Start Small, But Start Somewhere
Recently, a client walked us through their entire workflow, eager to overhaul it with AI in one fell swoop. “Why can’t I just dump my entire workflow in and have AI solve it all at once?” they asked. It’s a tempting vision: AI as the ultimate untangler of a messy cable knot. But when you try to unravel the whole tangle at once, you often end up with a bigger mess. Our advice? It’s not about fixing everything at once. It’s about starting small and building from there. Cutting research time worked for us; for another team, it might be drafting emails or crunching data. One win shows you the next step.
This incremental approach is where AI shines today. It’s not about handing over the reins but about giving humans a boost. Think of it like a power tool: It doesn’t build the house, but it makes the carpenter’s job quicker and less taxing. By focusing on what AI can do now—streamline grunt work, crunch data or kickstart drafts—companies can free up their teams for the stuff that still needs a human touch: creativity, strategy and connection.

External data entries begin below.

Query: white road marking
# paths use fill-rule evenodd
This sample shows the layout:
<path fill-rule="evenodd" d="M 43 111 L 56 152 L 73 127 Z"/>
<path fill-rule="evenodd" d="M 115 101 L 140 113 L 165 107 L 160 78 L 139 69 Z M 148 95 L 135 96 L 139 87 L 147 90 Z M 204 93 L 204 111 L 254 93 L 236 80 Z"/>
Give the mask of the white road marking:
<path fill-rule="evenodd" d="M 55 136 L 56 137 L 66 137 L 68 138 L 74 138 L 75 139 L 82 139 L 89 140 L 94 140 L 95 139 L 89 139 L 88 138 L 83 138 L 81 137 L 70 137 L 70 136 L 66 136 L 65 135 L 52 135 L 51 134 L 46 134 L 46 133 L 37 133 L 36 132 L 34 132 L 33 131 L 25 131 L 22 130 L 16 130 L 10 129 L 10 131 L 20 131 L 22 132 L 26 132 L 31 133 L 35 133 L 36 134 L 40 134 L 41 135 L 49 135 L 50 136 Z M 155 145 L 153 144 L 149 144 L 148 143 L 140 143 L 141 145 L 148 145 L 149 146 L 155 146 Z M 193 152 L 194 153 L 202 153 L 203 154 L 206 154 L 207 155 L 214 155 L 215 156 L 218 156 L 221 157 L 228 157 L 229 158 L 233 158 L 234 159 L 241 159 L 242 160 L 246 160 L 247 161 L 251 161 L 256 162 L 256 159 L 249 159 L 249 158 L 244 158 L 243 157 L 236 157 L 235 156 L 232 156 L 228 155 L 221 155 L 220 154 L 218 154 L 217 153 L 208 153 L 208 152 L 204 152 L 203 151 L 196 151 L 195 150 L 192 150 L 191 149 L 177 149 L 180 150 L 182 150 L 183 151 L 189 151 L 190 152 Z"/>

Manage Expectations While You Build Momentum
The danger isn’t in AI’s limitations but in the hype that overshadows the power of starting small. When leaders pitch it as a cure-all, they set the stage for disillusionment. But when they frame it as a journey of incremental improvements, employees are more likely to embrace each step. Trust builds when the promise matches the payoff, even if that payoff is modest at the beginning.
AI is still evolving—it isn’t yet the sci-fi dream of total automation, and that’s fine. What matters is starting somewhere practical and building momentum. As AI matures, those gains will compound. Perhaps the best outcome isn’t in replacing us but in helping us work better, one practical step at a time. This isn’t about AI failing or conquering but about finding its sweet spot as a helper through an incremental approach focused on real results.